You may have learned about normal forms when databases were designed before the applications that used them. At that time, relational data models focused on enterprise-wide entities, defined before access patterns were known, so future applications could share a stable, normalized schema.
Today, we design databases for specific applications or bounded domains. Instead of defining a full model up front, we add features incrementally, gather feedback, and let the schema evolve with the application.
Normal forms aren't just relational theory—they describe real data dependencies. MongoDB's document model doesn't exempt you from thinking about normalization—it gives you more flexibility in how you apply it.
Example: Pizzerias
We're starting a new business: a large network of pizzerias across many areas with a wide variety of pizzas. But let's start small.
Tabular: One Pizza, One Area
As a minimal viable product (MVP), each pizzeria has one manager, sells only one variety, and delivers to one area. You can choose any database for this: key-value, relational, document, or even a spreadsheet. The choice will matter only when your product evolves.

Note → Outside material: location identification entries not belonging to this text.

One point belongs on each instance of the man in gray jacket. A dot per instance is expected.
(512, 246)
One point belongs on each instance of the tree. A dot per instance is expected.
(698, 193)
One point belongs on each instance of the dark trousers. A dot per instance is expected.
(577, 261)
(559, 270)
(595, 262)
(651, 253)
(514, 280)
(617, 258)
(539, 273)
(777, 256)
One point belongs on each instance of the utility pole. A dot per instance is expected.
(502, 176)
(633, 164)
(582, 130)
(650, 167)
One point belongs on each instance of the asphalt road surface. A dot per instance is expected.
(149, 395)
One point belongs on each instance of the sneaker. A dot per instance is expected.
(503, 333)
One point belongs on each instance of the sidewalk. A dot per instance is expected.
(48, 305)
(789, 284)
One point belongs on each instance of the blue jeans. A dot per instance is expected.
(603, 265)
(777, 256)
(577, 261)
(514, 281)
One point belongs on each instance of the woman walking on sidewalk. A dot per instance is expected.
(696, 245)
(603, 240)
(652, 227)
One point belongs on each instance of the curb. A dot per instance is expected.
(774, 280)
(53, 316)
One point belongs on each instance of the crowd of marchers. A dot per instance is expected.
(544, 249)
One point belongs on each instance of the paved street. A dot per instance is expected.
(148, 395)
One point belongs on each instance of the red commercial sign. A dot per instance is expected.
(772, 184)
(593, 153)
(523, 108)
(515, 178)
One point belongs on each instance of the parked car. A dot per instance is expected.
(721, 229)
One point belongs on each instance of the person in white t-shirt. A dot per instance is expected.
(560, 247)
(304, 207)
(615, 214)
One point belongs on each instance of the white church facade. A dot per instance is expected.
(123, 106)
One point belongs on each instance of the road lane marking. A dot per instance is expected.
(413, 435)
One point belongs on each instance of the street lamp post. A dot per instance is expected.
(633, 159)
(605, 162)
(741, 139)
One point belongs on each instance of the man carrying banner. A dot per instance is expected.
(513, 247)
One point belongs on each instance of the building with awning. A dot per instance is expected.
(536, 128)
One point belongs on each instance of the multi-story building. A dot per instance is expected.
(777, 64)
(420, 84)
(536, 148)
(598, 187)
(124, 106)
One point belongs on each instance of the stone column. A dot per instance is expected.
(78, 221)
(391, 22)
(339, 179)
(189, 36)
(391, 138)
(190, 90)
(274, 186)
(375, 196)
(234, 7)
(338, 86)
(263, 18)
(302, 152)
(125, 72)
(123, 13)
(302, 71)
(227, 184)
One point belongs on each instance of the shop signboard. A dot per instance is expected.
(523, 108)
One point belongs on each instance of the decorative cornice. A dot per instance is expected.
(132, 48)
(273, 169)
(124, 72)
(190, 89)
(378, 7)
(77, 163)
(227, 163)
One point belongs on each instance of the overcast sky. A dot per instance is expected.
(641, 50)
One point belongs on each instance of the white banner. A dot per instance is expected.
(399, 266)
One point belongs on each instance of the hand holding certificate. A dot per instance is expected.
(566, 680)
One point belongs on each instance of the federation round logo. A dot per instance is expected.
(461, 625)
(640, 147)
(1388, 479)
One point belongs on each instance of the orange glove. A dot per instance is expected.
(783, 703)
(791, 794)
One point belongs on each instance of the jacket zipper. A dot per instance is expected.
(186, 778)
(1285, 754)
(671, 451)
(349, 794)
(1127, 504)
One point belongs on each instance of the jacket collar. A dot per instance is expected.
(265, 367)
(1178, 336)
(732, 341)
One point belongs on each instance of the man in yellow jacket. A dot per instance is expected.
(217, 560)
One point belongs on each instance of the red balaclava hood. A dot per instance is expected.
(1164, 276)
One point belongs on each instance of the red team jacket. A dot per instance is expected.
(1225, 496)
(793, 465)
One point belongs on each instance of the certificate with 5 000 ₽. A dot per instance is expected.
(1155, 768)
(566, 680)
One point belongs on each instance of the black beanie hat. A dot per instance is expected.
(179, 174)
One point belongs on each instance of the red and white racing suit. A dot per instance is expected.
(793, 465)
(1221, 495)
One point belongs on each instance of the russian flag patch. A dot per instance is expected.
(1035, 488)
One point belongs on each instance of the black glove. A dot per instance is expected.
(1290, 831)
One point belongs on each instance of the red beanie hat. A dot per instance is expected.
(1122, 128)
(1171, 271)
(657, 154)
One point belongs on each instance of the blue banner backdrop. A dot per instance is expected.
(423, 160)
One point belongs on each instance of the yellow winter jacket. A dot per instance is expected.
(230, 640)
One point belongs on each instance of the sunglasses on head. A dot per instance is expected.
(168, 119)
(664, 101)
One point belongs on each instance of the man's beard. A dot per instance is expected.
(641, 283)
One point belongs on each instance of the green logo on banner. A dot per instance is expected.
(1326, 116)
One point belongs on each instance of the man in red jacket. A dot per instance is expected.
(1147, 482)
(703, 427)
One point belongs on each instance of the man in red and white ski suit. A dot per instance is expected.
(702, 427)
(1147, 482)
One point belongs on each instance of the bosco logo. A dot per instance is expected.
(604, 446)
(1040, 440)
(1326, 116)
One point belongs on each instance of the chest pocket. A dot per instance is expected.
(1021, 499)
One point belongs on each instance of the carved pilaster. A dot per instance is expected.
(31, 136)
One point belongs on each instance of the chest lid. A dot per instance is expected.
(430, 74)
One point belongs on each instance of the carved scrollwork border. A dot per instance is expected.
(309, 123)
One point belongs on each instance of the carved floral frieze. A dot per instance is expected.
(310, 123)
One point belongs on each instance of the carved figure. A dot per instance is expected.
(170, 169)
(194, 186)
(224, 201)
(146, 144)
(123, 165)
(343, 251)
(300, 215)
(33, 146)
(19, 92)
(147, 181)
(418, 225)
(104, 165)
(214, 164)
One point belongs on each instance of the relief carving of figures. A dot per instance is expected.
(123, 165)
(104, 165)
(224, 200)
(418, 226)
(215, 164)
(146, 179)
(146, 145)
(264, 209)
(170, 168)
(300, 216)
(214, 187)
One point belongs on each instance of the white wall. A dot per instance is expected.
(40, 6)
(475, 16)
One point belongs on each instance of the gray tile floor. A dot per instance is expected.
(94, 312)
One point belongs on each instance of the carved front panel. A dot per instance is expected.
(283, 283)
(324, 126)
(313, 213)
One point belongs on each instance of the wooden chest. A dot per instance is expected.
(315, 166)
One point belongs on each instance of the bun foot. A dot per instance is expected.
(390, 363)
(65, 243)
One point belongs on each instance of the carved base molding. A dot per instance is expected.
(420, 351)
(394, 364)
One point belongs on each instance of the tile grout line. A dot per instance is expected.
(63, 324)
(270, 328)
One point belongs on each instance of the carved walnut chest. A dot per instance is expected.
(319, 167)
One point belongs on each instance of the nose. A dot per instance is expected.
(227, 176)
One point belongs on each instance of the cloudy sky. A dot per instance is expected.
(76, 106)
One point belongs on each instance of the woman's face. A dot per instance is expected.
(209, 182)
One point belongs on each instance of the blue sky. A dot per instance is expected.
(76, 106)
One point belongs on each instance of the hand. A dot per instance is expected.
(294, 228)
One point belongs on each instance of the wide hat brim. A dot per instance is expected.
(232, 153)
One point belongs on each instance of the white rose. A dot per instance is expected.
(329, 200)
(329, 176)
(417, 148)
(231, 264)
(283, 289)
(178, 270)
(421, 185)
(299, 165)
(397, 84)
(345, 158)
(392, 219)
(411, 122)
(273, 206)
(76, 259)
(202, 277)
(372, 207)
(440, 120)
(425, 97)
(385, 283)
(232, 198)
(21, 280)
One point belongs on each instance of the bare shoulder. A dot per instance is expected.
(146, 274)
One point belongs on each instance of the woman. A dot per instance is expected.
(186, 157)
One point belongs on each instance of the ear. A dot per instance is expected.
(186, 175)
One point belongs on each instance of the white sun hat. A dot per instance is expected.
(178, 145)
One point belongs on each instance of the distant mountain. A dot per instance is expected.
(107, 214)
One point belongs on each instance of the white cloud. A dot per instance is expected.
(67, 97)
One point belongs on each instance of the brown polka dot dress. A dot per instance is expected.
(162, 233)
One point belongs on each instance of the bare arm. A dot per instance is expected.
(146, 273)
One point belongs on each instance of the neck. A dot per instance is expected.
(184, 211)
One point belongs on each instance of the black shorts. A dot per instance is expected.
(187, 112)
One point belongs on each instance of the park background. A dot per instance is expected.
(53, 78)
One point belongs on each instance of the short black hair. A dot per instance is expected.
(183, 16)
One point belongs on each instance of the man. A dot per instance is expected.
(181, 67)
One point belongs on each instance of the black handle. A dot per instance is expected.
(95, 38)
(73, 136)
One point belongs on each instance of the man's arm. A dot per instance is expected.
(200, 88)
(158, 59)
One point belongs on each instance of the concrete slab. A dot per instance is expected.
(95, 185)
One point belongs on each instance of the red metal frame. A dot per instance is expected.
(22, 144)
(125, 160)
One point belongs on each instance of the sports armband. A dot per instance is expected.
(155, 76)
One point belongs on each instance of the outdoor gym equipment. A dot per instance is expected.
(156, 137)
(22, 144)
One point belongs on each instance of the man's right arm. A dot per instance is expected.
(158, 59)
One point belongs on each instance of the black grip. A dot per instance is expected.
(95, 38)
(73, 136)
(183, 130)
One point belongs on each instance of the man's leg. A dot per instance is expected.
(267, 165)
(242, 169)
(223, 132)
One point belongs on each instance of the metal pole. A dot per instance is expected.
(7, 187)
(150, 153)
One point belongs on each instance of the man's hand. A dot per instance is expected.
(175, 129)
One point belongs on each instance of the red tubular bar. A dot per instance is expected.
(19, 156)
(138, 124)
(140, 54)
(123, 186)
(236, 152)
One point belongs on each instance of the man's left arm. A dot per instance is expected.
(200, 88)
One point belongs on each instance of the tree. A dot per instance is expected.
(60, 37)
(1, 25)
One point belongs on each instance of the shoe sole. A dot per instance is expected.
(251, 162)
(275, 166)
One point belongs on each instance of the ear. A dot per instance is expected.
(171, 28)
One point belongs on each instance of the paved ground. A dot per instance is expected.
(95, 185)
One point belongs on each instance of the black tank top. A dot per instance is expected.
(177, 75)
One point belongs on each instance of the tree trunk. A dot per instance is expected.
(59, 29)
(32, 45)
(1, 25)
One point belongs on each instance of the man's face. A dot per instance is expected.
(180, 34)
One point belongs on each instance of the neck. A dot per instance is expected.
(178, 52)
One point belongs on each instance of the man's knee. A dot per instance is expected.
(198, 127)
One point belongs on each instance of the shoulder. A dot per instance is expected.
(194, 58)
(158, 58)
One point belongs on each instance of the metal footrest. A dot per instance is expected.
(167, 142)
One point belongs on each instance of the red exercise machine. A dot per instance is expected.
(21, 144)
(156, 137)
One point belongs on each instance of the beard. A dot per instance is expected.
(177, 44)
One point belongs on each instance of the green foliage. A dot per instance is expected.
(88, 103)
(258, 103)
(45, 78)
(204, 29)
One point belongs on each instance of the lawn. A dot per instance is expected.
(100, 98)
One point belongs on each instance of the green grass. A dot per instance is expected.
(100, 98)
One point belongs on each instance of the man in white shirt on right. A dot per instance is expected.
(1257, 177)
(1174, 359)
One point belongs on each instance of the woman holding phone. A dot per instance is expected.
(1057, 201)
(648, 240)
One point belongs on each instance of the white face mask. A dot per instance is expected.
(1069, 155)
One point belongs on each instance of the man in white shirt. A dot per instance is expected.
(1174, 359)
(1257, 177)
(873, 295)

Here is our first pizzeria:
{
name: "A1 Pizza",
manager: "Bob",
variety: "Thick Crust",
area: "Springfield"
}
With no repeating groups or multi-valued attributes, the model is already in First Normal Form (1NF). Because the MVP data model is simple—one value per attribute and a single key—there are no dependencies that would violate higher normal forms.
Many database designs start out fully normalized, not because the designer worked through every normal form, but because the initial dataset is too simple for complex dependencies to exist.
Normalization becomes necessary later, as business rules evolve and new varieties, areas, and independent attributes introduce dependencies that higher normal forms address.
1NF: More Menu Options
The business started quite well and evolves. A pizzeria can now offer several varieties.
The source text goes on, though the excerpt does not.